Asked on "Fox News Sunday" whether she would join a filibuster of Alito's confirmation, Sen. Dianne Feinstein of California responded: "If I believed he was going to go in there and overthrow Roe ... most likely yes."
Sens. Charles E. Schumer of New York and Edward M. Kennedy of Massachusetts also said they had not ruled out a filibuster.
Schumer told NBC's "Meet the Press" that "questioning Judge Alito is going to be really, really important." He said he hadn't made up his mind about how to vote and "whether to urge my colleagues in the caucus to filibuster. But he's got to answer a lot of questions."
And Kennedy, on ABC's "This Week," said that although there was "no plan" to block the nomination "at the present time, we're not eliminating any procedural actions by the Senate members or by the Democratic leadership."
Democrats say they are less worried than they were last year that Republicans would retaliate against a filibuster by pursuing the so-called nuclear option, in which the GOP would seek to change Senate rules to prohibit blocking votes on judicial nominees.
The reason for the lessened Democratic concern, said another party congressional aide, is that Republicans "are in bad, bad shape" because of the problems that have buffeted the GOP in recent months.
The aide, who requested anonymity when discussing the filibuster issue, said that even "when things were going OK" for the GOP last year, Republicans backed off from pushing for the nuclear option.

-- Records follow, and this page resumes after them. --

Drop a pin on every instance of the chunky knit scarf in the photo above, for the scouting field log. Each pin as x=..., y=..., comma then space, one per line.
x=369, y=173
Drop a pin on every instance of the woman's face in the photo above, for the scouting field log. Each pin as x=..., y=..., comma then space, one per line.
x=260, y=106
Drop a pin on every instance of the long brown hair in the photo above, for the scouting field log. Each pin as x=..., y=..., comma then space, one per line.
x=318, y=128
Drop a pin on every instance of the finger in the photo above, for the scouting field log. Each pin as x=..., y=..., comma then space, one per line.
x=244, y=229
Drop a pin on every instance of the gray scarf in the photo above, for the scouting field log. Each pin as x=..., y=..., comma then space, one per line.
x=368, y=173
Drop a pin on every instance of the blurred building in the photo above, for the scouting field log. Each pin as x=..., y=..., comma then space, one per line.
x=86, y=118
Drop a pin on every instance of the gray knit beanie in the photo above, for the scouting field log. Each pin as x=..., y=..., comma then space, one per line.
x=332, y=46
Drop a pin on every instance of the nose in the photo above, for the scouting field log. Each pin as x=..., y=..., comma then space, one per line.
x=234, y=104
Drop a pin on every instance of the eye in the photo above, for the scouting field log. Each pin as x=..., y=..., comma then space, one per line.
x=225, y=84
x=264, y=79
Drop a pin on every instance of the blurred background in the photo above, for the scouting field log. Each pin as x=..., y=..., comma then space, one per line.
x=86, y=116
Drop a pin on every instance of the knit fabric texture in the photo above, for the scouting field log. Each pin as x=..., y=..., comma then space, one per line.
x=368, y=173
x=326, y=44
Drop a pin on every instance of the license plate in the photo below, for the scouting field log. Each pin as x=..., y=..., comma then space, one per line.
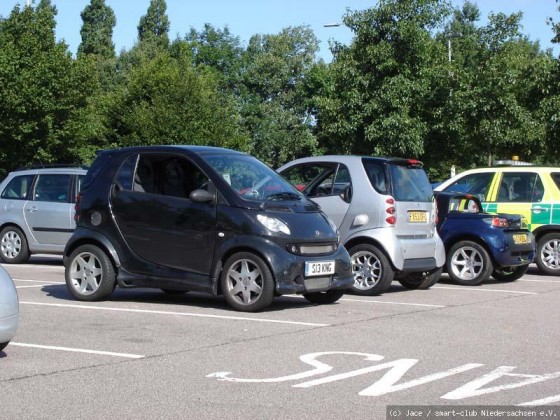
x=417, y=216
x=319, y=268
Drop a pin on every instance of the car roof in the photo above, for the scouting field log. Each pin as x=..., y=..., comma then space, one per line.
x=348, y=159
x=193, y=149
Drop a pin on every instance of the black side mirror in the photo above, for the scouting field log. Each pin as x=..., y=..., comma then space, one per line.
x=346, y=195
x=202, y=196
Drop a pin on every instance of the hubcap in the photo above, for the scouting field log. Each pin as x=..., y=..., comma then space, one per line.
x=244, y=282
x=550, y=254
x=86, y=273
x=367, y=270
x=467, y=263
x=11, y=245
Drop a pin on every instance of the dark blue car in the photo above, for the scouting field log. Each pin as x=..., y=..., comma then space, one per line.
x=479, y=244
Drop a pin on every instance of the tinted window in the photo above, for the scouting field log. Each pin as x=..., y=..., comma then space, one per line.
x=520, y=187
x=18, y=187
x=376, y=174
x=52, y=188
x=476, y=184
x=168, y=175
x=410, y=184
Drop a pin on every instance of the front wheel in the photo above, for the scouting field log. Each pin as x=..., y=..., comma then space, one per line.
x=90, y=274
x=421, y=281
x=13, y=246
x=372, y=271
x=548, y=254
x=468, y=263
x=510, y=273
x=324, y=298
x=247, y=283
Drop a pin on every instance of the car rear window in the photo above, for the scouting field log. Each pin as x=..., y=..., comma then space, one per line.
x=410, y=183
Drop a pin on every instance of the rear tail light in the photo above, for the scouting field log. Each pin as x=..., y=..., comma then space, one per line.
x=391, y=210
x=497, y=222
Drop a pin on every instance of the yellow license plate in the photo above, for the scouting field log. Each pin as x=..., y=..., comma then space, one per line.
x=417, y=216
x=521, y=238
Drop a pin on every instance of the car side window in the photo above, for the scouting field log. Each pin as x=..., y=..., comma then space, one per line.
x=476, y=184
x=53, y=188
x=520, y=187
x=168, y=175
x=315, y=179
x=18, y=187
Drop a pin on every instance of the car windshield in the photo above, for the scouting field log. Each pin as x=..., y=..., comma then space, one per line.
x=253, y=180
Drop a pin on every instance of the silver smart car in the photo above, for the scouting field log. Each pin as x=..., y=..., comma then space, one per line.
x=385, y=211
x=9, y=309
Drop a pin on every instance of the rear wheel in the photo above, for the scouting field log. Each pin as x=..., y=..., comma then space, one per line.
x=372, y=271
x=324, y=298
x=247, y=283
x=13, y=246
x=548, y=254
x=510, y=273
x=468, y=263
x=90, y=274
x=423, y=280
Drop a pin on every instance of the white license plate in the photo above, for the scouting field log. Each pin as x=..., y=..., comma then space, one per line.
x=319, y=268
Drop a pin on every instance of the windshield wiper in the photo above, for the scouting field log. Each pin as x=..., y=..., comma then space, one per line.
x=284, y=195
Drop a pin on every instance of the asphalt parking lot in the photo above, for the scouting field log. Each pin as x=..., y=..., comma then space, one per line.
x=145, y=354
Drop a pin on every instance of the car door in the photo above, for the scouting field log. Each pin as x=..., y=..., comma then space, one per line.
x=49, y=214
x=326, y=183
x=157, y=219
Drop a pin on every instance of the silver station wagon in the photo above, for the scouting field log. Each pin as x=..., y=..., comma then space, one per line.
x=385, y=212
x=37, y=211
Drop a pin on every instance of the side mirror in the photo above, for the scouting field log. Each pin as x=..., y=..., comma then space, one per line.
x=202, y=196
x=346, y=195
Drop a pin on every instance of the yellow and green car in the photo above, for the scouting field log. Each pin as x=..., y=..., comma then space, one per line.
x=531, y=191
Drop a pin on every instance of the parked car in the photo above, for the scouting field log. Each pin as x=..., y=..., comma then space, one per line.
x=37, y=211
x=480, y=244
x=385, y=212
x=531, y=191
x=9, y=309
x=194, y=218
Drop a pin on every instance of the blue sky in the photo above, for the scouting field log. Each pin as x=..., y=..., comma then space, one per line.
x=248, y=17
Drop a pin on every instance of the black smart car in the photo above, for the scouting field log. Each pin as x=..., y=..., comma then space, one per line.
x=195, y=218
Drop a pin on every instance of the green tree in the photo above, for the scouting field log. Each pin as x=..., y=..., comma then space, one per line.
x=41, y=89
x=154, y=25
x=97, y=30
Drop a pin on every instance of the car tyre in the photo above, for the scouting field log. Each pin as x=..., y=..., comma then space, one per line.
x=373, y=273
x=324, y=298
x=510, y=273
x=247, y=282
x=421, y=281
x=13, y=246
x=468, y=263
x=548, y=257
x=90, y=274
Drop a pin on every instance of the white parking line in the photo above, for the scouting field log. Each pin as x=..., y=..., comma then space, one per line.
x=476, y=289
x=394, y=303
x=541, y=281
x=104, y=353
x=145, y=311
x=39, y=281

Republicans respond that a filibuster of Alito's confirmation would be a political mistake by Democrats, predicting that many voters would disapprove. They also say the party would have the votes it needed to retaliate against a filibuster with what GOP leaders prefer to call the "constitutional option."
"We're ready to do what needs to be done, if necessary, to ensure that he gets a fair up-or-down vote," said Eric Ueland, chief of staff to Senate Majority Leader Bill Frist (R-Tenn.).
During the Judiciary Committee's hearings, Democratic senators will try to link the domestic spying issue with the controversy over abortion by focusing on the concept of privacy.
"The question is, when Judge Alito goes before the cameras, will he be able to make his case or will people be turned off by some of his very conservative views?" said Manley, the aide to Reid. "The issue is larger than Roe vs. Wade -- it's the issue of privacy, whether it's NSA spying or reproductive rights."
When addressing privacy rights and other subjects, Roberts gave lengthy answers in a soothing manner. But Democrats complained that ultimately he said little of substance.
Given his much longer record on the bench, they are hoping Alito will be unable to use the same tactic.
"Judge Alito is in worse shape today than he was the day he was nominated, because some of these writings have come forward and I think they've hurt his cause," Schumer said in an interview.
"I want to hear what his answers are, what his explanations are," he added. "This is a process that is part science, part art. And you can't really judge it until the hearings occur."
Times staff writer Richard A. Serrano contributed to this report.
(BEGIN TEXT OF INFOBOX)
The Senate hearings on Supreme Court nominee Samuel A. Alito Jr. begin at 9 a.m. PST today with opening statements. On subsequent days, the hearings will start at 6:30 a.m. PST.
Television: Live coverage will be carried on CNN, C-SPAN, Fox News, MSNBC and KCET HD. C-SPAN will rebroadcast the hearings in their entirety at 5 p.m. each day.
Radio: The hearings will be carried live on KPFK-FM (90.7) and C-SPAN Radio, and highlights will be on KCRW-FM (89.9) each evening from 6:30 to 7:30.
Online: Streaming video will be available at www.c-span.org and on www.kcet.org.